• 271. Ce qui n’est pas dit ou montré, n’existe pas.

    Mais on pourrait également affirmer l’inverse : ce qui est dit ou montré n’existe pas toujours ou n’est pas forcément vrai.

    En septembre 2012, j’avais écrit un petit article après la publication d’une étude du Pr Gilles-Eric Séralini censée montrer la toxicité d’un maïs génétiquement modifié (voir 118. Les OGM, graines de discorde).
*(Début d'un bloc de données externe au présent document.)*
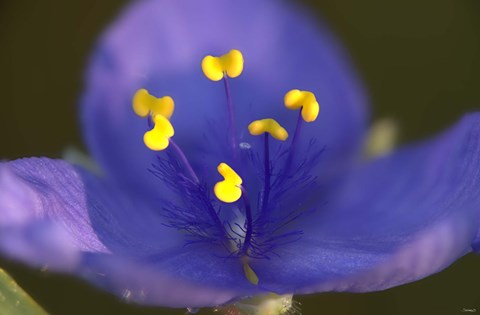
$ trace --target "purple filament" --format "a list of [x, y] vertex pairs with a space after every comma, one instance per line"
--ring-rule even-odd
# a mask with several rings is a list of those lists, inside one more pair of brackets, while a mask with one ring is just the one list
[[195, 171], [193, 170], [192, 165], [190, 164], [190, 162], [188, 162], [188, 159], [183, 153], [182, 149], [180, 149], [180, 147], [172, 139], [170, 139], [170, 144], [172, 145], [172, 148], [175, 150], [175, 153], [177, 154], [180, 161], [182, 161], [182, 164], [185, 166], [185, 169], [187, 170], [187, 173], [190, 176], [190, 178], [195, 183], [199, 184], [200, 180], [198, 179], [197, 174], [195, 174]]
[[[152, 115], [148, 116], [147, 123], [148, 123], [148, 127], [150, 129], [154, 127], [155, 124], [153, 122]], [[198, 178], [197, 174], [193, 170], [192, 165], [188, 161], [188, 159], [185, 156], [185, 154], [183, 153], [182, 149], [175, 143], [175, 141], [173, 141], [172, 139], [169, 139], [169, 142], [170, 142], [170, 145], [172, 146], [173, 150], [175, 151], [175, 155], [180, 160], [181, 164], [183, 164], [184, 169], [186, 169], [186, 171], [187, 171], [187, 173], [190, 177], [190, 181], [192, 182], [193, 185], [190, 185], [188, 183], [189, 182], [188, 180], [187, 181], [182, 180], [183, 175], [181, 175], [179, 170], [178, 170], [178, 167], [180, 167], [180, 165], [178, 165], [178, 167], [175, 167], [174, 166], [175, 164], [171, 164], [171, 166], [173, 168], [166, 167], [165, 165], [163, 165], [163, 167], [154, 167], [155, 168], [154, 174], [157, 174], [157, 176], [159, 176], [163, 180], [165, 180], [166, 178], [176, 178], [176, 176], [174, 176], [174, 175], [177, 175], [177, 176], [179, 176], [178, 177], [179, 180], [174, 181], [175, 184], [182, 186], [182, 183], [183, 183], [184, 184], [183, 189], [186, 189], [187, 191], [192, 190], [192, 191], [196, 191], [196, 193], [199, 193], [198, 197], [195, 198], [196, 199], [195, 202], [197, 204], [202, 203], [202, 202], [204, 203], [204, 205], [207, 208], [207, 211], [210, 214], [211, 218], [214, 220], [215, 224], [220, 228], [220, 230], [223, 232], [225, 237], [228, 239], [229, 238], [228, 233], [225, 230], [225, 227], [224, 227], [217, 211], [215, 211], [215, 209], [213, 208], [213, 206], [212, 206], [212, 204], [211, 204], [211, 202], [208, 198], [208, 194], [206, 193], [206, 191], [204, 191], [204, 188], [201, 185], [200, 179]], [[167, 160], [168, 160], [168, 158], [167, 158]], [[161, 163], [161, 164], [168, 164], [168, 163], [165, 162], [165, 163]], [[170, 173], [170, 171], [172, 171], [173, 173]], [[171, 186], [175, 186], [175, 185], [173, 185], [173, 182], [170, 183], [170, 184], [171, 184]], [[179, 209], [179, 208], [177, 208], [177, 210], [181, 211], [181, 209]], [[189, 215], [187, 215], [186, 217], [189, 217]], [[182, 220], [180, 220], [180, 221], [182, 221]], [[179, 225], [178, 223], [179, 222], [177, 222], [177, 224], [173, 224], [173, 225], [178, 226]], [[184, 222], [184, 223], [186, 223], [186, 222]], [[188, 226], [188, 223], [186, 225]]]
[[268, 145], [268, 133], [264, 134], [264, 168], [265, 168], [265, 178], [264, 178], [264, 187], [263, 187], [263, 198], [262, 198], [262, 212], [266, 211], [268, 205], [268, 198], [270, 196], [270, 177], [271, 177], [271, 168], [270, 168], [270, 149]]
[[245, 239], [243, 240], [243, 246], [240, 251], [240, 255], [247, 255], [248, 248], [252, 243], [252, 235], [253, 235], [253, 217], [252, 217], [252, 207], [250, 206], [250, 200], [248, 199], [247, 190], [243, 186], [239, 186], [242, 190], [242, 198], [243, 202], [245, 203], [245, 217], [246, 217], [246, 228], [245, 228]]
[[297, 147], [297, 142], [298, 139], [300, 138], [300, 132], [302, 130], [302, 108], [300, 108], [300, 111], [298, 112], [298, 118], [297, 118], [297, 125], [295, 126], [295, 132], [293, 134], [292, 142], [290, 144], [290, 149], [288, 152], [288, 157], [287, 157], [287, 162], [285, 163], [285, 170], [284, 174], [288, 176], [288, 173], [290, 172], [290, 168], [292, 167], [292, 161], [293, 161], [293, 154], [295, 152], [295, 149]]
[[223, 76], [223, 84], [225, 86], [225, 94], [227, 96], [227, 110], [228, 110], [228, 141], [230, 143], [230, 148], [234, 153], [234, 156], [237, 156], [236, 147], [237, 147], [237, 139], [235, 136], [235, 118], [234, 118], [234, 111], [233, 111], [233, 100], [232, 100], [232, 93], [230, 90], [230, 83], [228, 81], [227, 75], [224, 74]]
[[150, 128], [150, 129], [152, 129], [152, 128], [155, 126], [155, 124], [153, 123], [152, 114], [149, 114], [149, 115], [148, 115], [147, 123], [148, 123], [148, 128]]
Cette étude fit grand bruit et fut bien orchestrée sur le plan médiatique avec notamment une couverture du Nouvel Observateur que certains pourraient qualifier de putassier et que je qualifierais de malhonnête et d’irresponsable :

    271. Ce qui n’est pas dit ou montré, n’existe pas.
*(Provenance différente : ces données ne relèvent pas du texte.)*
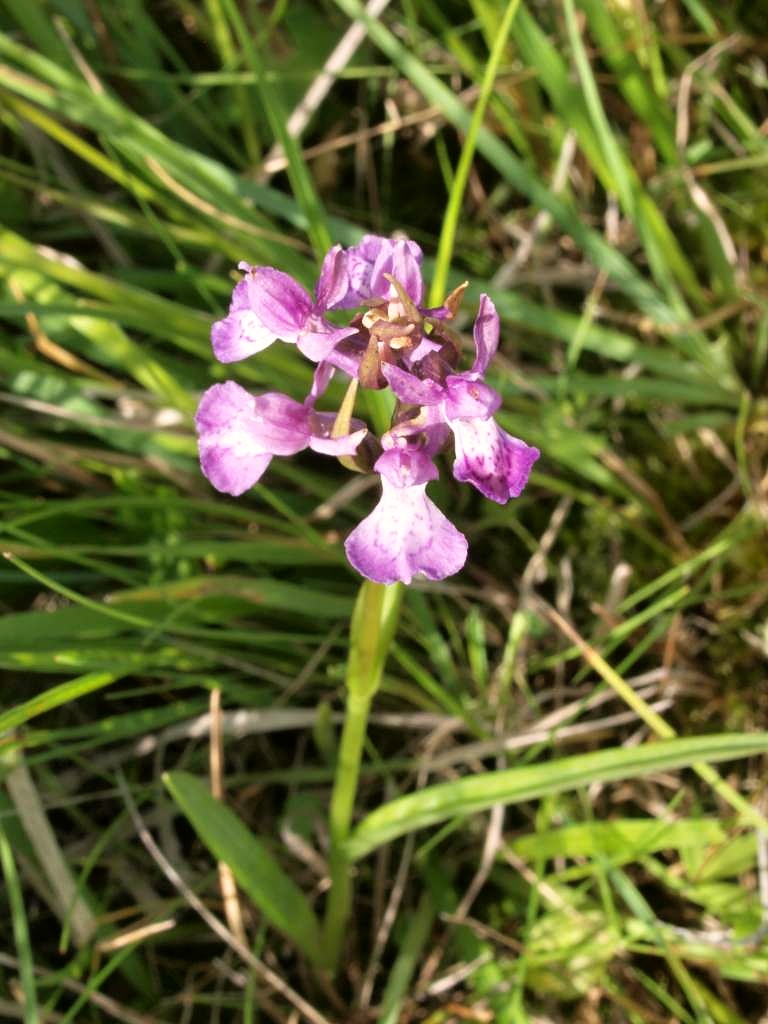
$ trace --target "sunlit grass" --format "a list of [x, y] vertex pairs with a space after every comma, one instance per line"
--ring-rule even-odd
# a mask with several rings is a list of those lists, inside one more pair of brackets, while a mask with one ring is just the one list
[[[3, 5], [0, 1009], [749, 1024], [768, 973], [748, 735], [768, 728], [759, 26], [709, 0], [520, 4], [473, 124], [507, 4], [363, 7]], [[291, 137], [358, 17], [363, 42]], [[322, 909], [356, 590], [341, 540], [372, 492], [300, 456], [221, 497], [192, 414], [215, 381], [301, 398], [310, 380], [288, 346], [213, 359], [238, 260], [309, 286], [329, 241], [371, 230], [417, 239], [427, 280], [469, 278], [467, 313], [494, 298], [500, 419], [542, 458], [508, 506], [434, 485], [472, 555], [406, 598], [331, 987], [299, 962], [311, 926], [254, 910], [247, 862], [251, 952], [227, 952], [126, 793], [224, 919], [161, 781], [207, 775], [220, 690], [233, 813], [304, 924]], [[686, 756], [665, 762], [652, 737], [672, 731]], [[426, 783], [448, 786], [431, 811], [406, 796]]]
    Rapidement, il est apparu que la méthodologie de cette étude était très critiquable et qu’il a semblé que le Pr Séralini mêlait un peu trop science et militantisme puisqu’il est persuadé de la nocivité des OGM, et que, comme tout militant, il possède la réponse avant de débattre de la question. Devant les biais de cette étude, sa publication dans une revue scientifique (Food and Chemical Toxicology) fut par la suite retirée, à noter cependant que son comité de lecture aurait pu s’en apercevoir avant de la publier.
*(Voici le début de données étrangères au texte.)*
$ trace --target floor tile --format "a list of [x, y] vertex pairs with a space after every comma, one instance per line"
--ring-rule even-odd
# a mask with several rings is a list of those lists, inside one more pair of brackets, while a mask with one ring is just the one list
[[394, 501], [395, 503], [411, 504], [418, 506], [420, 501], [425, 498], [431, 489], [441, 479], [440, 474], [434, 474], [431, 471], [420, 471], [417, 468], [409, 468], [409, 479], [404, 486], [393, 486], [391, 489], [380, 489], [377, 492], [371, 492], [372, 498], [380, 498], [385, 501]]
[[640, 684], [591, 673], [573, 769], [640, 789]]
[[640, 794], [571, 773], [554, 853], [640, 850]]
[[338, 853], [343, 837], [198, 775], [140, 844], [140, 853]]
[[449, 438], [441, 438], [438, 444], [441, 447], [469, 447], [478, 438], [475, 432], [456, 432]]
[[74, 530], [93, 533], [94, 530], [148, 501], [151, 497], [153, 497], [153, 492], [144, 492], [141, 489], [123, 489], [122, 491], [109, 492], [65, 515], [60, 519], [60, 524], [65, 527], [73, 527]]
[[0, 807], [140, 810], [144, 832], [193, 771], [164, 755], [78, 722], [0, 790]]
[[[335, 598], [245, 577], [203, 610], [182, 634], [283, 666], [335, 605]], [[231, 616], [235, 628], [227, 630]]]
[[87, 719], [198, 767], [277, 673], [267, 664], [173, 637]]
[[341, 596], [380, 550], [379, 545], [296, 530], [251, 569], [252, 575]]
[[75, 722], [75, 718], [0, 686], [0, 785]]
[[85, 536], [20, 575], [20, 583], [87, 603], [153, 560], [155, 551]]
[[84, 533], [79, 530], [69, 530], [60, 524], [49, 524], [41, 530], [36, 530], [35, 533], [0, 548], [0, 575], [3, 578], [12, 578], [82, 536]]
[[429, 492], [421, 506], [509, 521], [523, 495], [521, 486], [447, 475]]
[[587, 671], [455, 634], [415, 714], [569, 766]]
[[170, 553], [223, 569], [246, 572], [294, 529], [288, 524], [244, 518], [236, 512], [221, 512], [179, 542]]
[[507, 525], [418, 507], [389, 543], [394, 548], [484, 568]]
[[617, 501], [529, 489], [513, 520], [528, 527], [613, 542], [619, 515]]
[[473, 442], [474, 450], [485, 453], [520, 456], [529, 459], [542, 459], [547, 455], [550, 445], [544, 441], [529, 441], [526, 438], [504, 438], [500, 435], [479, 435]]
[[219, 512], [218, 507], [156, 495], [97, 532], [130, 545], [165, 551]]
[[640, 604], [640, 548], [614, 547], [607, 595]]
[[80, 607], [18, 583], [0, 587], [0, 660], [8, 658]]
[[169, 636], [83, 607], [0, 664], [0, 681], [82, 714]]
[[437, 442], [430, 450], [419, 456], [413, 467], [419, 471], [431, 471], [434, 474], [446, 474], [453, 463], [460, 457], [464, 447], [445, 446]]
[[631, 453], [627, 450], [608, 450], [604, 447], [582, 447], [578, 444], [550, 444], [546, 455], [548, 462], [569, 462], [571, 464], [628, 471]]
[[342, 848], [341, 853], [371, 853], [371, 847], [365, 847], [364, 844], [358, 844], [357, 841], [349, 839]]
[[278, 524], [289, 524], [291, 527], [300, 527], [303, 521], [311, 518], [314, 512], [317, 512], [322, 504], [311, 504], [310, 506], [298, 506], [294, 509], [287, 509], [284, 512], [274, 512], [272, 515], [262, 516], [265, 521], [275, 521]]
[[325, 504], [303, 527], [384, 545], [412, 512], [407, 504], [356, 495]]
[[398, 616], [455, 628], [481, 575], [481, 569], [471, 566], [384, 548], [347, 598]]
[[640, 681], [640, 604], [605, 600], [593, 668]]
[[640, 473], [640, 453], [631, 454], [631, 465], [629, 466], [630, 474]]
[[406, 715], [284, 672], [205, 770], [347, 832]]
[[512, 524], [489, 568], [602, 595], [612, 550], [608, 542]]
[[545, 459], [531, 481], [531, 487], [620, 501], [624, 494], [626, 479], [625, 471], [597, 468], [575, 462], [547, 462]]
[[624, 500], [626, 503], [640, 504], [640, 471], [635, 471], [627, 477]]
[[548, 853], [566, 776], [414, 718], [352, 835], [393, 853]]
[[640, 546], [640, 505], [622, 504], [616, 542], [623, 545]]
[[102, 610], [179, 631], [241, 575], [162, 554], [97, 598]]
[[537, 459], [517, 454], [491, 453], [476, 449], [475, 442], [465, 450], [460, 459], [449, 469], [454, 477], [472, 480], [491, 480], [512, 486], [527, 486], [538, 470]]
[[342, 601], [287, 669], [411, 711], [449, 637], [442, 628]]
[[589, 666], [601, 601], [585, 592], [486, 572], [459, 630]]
    Quoi qu’il en soit, le Pr Séralini fit suffisamment de bruit avec ses rats boursoufflés de tumeurs pour provoquer une inquiétude de la part des autorités et susciter des études plus sérieuses. C’est ainsi que les autorités françaises et européennes ont lancé trois programmes de recherche concernant la toxicité des maïs génétiquement modifiés (GRACE, GTwYST et GMO90+). Leurs résultats ont été présentés au mois de juin par l’Association française des biologistes végétaux (AFBV) et viennent contredire l'étude de Séralini :

    « Les résultats de ces programmes de recherche confirment l’absence d’effets sur la santé des maïs porteurs de MON 810 et NK 603 dans les études à 90 jours. (…) Les études à long terme (un an et deux ans), ne mettent en évidence aucun effet toxique des maïs analysés et n’apportent rien de plus que les études à 90 jours, comme l’avaient prévu les toxicologues. Ainsi, l’AFBV constate que ces nouvelles études réfutent les principales conclusions tirées des études de GE Séralini sur la toxicité des maïs « OGM » analysés : aucun risque potentiel n’a été identifié. En outre, elles contredisent ses propositions sur la nécessité de réaliser des études à long terme. Pour l’AFBV, il est donc important que les consommateurs européens soient maintenant informés des résultats de ces études qui devraient les rassurer sur la qualité pour leur santé des plantes génétiquement modifiées autorisées à la commercialisation et sur la procédure d’évaluation européenne, déjà la plus rigoureuse du monde » (communiqué de l’AFBV rapporté par JIM.fr).

    Bien que le service de presse de l’AFBV ait envoyé les conclusions de ces travaux à 150 journalistes et 250 parlementaires, on ne peut pas dire que leur divulgation ait eu le même retentissement que l’étude fracassante de Séralini « Même l’AFP n’a pas voulu passer une ligne » affirme un représentant de l’AFBV.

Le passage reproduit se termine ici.